MeiliSearch implements typo tolerance. This means it understands your search even if there are typos or spelling mistakes to a certain extend.

# Example

On a movie dataset, let's search for botman

{
  "hits": [
    {
      "title": "Batman: Hush",
      ...
    },
    {
      "title": "Batman vs. Teenage Mutant Ninja Turtles",
      ...
    },
    {
      "title": "Batman Ninja",
      ...
    },
    {
      "title": "Batman: Gotham by Gaslight",
      ...
    },
    ...
  ],
  "offset": 0,
  "limit": 20,
  "processingTimeMs": 1,
  "query": "botman"
}

# Typo tolerance rules

The typo rules are used before sorting the documents. They are used to aggregate them, to choose which documents contain words similar to the queried words.

We use a prefix Levenshtein algorithm to check if the words match. The only difference with a Levenshtein algorithm is that it accepts every word that starts with the query words too. Therefore words are accepted if they start with or have equal length.

The Levenshtein distance between two words M and P is called "the minimum cost of transforming M into P" by performing the following elementary operations:

  • substitution of a character of M by a character other than P. (e.g. kitten → sitten)
  • insertion in M of a character of P. (e.g. siting → sitting)
  • deletion of a character from M. (e.g. saturday → satuday)

There are some rules about what can be considered "similar". These rules are by word and not for the whole query string.

  • If the query word is between 1 and 4 characters long therefore no typo is allowed, only documents that contains words that starts with or are of equal length with this query word are considered valid for this request.
  • If the query word is between 5 and 8 characters long, one typo is allowed. Documents that contains words that match with one typo are retained for the next steps.
  • If the query word contains more than 8 characters, we accept a maximum of two typos.

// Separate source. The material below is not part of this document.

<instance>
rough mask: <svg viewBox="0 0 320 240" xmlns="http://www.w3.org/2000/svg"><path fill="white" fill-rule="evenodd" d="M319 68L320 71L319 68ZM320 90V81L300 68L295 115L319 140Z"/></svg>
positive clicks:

This means that "saturday", which is 7 characters long uses the second rule and every document containing words that only have one typo will match. For example:

  • "saturday" is accepted because it is exactly the same word.
  • "sat" is not accepted because the query word is not a prefix of it (it is the opposite).
  • "satuday" is accepted because it contains one typo.
  • "sutuday" is not accepted because it contains two typos.